Hoje é muito raro encontrá-los entre nós e a sua descendência difere dos
demais na cor da pele, que é branca ou rosa, ao invés de ser azulada, diferença
mais visível nos exemplares lobeiros. Esta variedade encontra-se remetida a
pequenos nichos de criação no Canadá, Estados Unidos, Inglaterra e Rússia.
Apesar de ter sido maioritária nos países satélites da ex-União Soviética (actualmente
encontra-se quase desaparecida naquelas paragens). O último exemplar que vimos
e que ainda se encontra vivo, apesar de castrado, é a cadela “Daisy”,
propriedade do Sr. Márcio Duarte, residente na aldeia do Pó, no Bombarral, que
recentemente tirou dela uma grande ninhada, manifestando a maioria dos
cachorros as características dos pastores doutrora.
Se a cor não os tornava apelativos, o que tinham de extraordinário? Mais
do que no invólucro, valiam pelo conteúdo, pelo manancial da sua carga genética
que lhes garantia superiores prestações, que associado à sua rusticidade e
disponibilidade, faziam deles cúmplices sem maiores delongas, companheiros
seguros e sempre presentes, que agiam acertadamente em todas as situações e
sempre que necessário, graças aos benefícios da proto-selecção de que eram
portadores, herança que os creditava como exímios defensores, aptos para
qualquer tarefa e com raro sentido policial, contrariamente ao grosso dos
Pastores Alemães actuais, mais frágeis e menos seguros, cuja prestação se
encontra dependente de inúmeros condicionalismos mas que se declaram libertos
do excomungado Pastor Alemão Branco, exibindo aos quatro ventos o seu
certificado de pigmentação.
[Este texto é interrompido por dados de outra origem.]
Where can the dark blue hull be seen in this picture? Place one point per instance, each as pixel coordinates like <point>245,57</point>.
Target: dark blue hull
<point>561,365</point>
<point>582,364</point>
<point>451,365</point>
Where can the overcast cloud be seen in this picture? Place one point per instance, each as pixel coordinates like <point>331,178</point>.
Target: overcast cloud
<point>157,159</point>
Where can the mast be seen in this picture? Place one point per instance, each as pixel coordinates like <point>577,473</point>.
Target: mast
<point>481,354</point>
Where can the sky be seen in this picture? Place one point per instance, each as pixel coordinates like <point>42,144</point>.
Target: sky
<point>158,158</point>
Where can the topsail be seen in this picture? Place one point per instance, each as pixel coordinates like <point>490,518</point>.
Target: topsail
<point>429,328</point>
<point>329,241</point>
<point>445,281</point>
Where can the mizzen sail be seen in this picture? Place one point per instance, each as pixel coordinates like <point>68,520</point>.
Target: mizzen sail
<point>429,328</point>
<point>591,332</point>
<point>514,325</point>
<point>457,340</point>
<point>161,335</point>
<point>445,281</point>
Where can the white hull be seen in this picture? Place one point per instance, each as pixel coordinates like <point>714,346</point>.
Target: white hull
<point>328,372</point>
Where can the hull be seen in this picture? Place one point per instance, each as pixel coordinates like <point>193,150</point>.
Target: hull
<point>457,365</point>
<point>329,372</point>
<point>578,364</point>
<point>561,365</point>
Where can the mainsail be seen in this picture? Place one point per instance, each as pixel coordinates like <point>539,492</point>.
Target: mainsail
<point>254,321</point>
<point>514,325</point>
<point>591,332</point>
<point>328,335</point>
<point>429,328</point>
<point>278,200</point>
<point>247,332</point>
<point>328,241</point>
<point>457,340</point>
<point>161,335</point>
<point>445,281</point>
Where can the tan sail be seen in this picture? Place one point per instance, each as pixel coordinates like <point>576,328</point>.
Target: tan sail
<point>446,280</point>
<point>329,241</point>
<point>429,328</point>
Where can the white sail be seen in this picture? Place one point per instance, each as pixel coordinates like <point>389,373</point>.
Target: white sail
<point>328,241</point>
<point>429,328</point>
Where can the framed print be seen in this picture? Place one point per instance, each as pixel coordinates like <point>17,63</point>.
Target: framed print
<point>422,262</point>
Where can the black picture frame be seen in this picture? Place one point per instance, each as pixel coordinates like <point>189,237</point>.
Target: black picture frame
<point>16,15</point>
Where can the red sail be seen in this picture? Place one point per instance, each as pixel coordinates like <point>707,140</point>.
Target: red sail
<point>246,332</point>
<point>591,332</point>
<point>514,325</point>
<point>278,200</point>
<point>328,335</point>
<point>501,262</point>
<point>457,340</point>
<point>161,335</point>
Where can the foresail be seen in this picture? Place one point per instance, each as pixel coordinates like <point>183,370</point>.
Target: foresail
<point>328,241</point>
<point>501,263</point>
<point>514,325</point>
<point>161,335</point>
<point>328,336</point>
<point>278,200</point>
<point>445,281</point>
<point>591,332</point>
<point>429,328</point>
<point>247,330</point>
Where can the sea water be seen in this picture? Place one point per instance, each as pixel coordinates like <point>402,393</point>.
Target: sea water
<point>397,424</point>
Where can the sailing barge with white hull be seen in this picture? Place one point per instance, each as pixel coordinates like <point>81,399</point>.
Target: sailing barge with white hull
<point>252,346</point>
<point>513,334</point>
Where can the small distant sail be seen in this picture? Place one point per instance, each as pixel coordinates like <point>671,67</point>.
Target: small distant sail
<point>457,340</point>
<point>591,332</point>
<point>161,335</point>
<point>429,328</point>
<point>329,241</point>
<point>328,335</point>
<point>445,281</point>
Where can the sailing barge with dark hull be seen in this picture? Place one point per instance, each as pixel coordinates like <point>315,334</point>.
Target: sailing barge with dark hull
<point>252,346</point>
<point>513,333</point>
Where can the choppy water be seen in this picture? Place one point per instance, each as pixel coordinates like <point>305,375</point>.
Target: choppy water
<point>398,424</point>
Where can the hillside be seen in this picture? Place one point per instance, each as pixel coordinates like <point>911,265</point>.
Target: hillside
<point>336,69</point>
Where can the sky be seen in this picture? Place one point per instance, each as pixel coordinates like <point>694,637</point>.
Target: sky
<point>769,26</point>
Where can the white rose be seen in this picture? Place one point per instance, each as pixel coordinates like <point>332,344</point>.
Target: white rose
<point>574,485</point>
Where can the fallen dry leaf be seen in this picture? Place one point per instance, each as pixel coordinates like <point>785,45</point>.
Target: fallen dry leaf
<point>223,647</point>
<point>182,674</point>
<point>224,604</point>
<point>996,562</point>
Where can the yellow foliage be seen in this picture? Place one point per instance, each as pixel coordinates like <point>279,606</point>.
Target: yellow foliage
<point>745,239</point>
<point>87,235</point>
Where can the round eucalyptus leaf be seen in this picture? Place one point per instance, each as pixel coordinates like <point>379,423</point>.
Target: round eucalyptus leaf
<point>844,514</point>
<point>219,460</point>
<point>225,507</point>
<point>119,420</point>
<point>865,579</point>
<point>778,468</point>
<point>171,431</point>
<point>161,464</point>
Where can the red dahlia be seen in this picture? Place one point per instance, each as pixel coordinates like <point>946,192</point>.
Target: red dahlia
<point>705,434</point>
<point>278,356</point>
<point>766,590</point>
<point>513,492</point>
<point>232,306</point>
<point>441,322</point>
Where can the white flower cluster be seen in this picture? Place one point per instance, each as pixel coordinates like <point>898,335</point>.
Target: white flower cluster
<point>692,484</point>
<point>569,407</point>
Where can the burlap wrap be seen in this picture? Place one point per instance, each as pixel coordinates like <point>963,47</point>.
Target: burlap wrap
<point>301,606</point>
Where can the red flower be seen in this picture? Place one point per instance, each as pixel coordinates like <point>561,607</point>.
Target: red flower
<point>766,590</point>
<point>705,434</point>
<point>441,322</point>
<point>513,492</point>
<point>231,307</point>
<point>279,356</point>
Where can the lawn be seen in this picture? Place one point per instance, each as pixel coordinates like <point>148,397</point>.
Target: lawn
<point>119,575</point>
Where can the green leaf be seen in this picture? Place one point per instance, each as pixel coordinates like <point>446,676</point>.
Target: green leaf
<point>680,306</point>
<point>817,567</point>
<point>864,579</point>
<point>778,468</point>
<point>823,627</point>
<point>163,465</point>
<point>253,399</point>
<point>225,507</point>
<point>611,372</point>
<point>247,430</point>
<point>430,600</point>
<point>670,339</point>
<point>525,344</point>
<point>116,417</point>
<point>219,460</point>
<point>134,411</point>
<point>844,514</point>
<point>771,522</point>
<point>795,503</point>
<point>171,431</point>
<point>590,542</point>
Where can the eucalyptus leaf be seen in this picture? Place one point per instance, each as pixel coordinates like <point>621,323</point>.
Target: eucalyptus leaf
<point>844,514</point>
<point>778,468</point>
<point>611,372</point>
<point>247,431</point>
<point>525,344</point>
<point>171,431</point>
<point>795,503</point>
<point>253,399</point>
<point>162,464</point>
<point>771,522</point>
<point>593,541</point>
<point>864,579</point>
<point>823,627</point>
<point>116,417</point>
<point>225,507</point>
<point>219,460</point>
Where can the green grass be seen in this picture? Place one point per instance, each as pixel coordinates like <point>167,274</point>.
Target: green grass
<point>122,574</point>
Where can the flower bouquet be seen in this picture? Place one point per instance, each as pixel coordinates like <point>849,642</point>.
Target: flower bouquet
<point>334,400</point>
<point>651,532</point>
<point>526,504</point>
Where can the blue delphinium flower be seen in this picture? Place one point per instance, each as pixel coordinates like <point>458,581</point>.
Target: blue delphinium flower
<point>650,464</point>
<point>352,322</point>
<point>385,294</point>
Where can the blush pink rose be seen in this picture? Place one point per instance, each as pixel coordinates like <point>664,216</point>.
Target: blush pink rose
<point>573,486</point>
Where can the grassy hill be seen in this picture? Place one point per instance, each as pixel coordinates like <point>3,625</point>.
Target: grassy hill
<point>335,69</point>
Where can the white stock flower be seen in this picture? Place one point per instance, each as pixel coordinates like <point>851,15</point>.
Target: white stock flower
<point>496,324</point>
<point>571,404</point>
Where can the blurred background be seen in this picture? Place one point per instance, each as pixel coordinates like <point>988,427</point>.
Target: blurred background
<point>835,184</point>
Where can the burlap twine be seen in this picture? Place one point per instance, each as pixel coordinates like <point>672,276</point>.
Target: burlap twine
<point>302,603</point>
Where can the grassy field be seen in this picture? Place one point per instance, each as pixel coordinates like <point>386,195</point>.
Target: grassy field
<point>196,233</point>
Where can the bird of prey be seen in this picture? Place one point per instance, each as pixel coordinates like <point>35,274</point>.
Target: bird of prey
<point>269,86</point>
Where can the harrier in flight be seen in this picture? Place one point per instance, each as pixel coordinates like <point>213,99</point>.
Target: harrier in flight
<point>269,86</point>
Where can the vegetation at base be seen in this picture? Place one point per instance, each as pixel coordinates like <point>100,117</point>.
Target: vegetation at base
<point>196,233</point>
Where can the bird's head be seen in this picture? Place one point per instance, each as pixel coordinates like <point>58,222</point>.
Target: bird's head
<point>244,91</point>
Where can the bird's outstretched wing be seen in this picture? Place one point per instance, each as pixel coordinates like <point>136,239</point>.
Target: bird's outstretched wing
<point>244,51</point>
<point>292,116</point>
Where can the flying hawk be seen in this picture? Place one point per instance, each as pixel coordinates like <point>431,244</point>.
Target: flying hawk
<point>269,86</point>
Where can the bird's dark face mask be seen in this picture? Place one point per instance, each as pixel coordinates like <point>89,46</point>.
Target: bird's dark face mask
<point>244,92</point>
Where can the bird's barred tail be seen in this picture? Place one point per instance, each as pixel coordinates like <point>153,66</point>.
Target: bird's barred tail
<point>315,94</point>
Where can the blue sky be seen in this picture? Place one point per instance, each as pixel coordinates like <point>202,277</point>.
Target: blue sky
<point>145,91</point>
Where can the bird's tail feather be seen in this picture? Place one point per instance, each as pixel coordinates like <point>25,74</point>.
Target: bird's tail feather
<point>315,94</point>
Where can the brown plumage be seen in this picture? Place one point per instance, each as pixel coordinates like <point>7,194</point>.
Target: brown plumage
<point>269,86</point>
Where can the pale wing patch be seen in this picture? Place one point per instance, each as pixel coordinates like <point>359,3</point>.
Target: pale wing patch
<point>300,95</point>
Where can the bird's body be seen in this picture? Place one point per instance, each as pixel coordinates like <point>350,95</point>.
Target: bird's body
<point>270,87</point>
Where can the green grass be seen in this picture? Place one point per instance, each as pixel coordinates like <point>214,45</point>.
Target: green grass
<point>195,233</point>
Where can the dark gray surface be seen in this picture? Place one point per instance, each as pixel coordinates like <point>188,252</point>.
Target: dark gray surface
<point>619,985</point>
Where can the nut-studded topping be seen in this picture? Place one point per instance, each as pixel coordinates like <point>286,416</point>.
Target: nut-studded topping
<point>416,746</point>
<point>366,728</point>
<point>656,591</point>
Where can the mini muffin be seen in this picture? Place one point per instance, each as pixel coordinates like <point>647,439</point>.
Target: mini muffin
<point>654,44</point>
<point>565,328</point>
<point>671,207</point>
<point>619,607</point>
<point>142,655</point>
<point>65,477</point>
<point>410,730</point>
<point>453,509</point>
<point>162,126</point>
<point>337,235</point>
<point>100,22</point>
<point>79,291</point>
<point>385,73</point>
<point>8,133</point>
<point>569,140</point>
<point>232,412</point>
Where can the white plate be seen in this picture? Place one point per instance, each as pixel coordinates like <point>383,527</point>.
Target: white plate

Como estão enganados aqueles que julgam, que para o
trabalho qualquer traste de cão serve, porque se assim fosse, estariam lá todos
os cães de beleza, objectivo que os seus criadores procuram e tardam em
realizar.
É lisonjeiro tentar comparar os cães de trabalho com os de passarela,
porque uns devem a sua existência à utilidade e os outros somente às suas características
morfológicas, os primeiros vingam pela prestação e os últimos pela apresentação.
É evidente que a raça é só uma, os critérios de avaliação é que divergem. A nós
interessam-nos os cães de trabalho, cuja disponibilidade e biomecânica estão
para além do comum julgamento de andamento e do “stay”. Retornando ao tema
deste artigo e aos cães que lhe dão corpo, importa dizer que eles eram e são
sexualmente dimórficos, que os machos diferem francamente das fêmeas em tamanho
e envergadura, não resultando disso nenhuma quebra de qualidade, podendo uns e
outros ser usados de acordo com as suas características.
Estes cães, hoje entendidos como obsoletos, feios, indesejáveis e
despigmentados, mais por quem os desconhece, como se a cor fosse tudo e o
escritor do “Mein Kampf” ainda por cá andasse, maiores, com mais envergadura,
ordinariamente de dorso paralelo ao solo, de costela redonda e garupa bem
desenvolvida, deram e continuam a dar ao mundo excelentes exemplares, que ao
longo da história se têm vindo a destacar como militares, polícias, cães-guias
e preciosos auxiliares na busca, no resgate e no salvamento, para além de serem
devotados cães de família. Estaria a Sr.ª Tina Barber equivocada quando
intentou recuperá-los e se viu obrigada a criar o Pastor de Shiloh? Estamos em
crer que não, porque a partir da década de 70 até aos dias de hoje, nenhum
Pastor Alemão se destacou a não ser na ficção. E por falar em ficção e linhas
de criação, não para comprovar o que dizemos mas para melhor compreensão, vale
a pena ler as considerações de Lee Duncan, acerca da capacidade de aprendizagem
do seu Rin-Tin-Tin, também ele um despigmentado, que hoje seria eliminado,
ainda antes de entrar no ringue.
Lembro-me destes cães com imensa saudade, porque nunca me comprometeram
ou desamparam, também porque consegui recuperá-los e pude atestar das suas
mais-valias, procurando-os por toda a parte e usufruindo satisfeito da preciosa
herança que Arthur Meyer e Max von Stephanitz nos legaram, homens para quem a
cor pouco importava. Há quem conte carneiros para dormir e não resulte, eu
recordo esses cães e ao fazê-lo, adormeço descansado, porque tive o raro
privilégio de caminhar com eles ao meu lado. E a minha gratidão é tal que,
quando eventualmente me cruzo com algum, corro de imediato a afagá-lo e dou os
parabéns ao dono. Parabéns para si também, se é proprietário de um cão destes!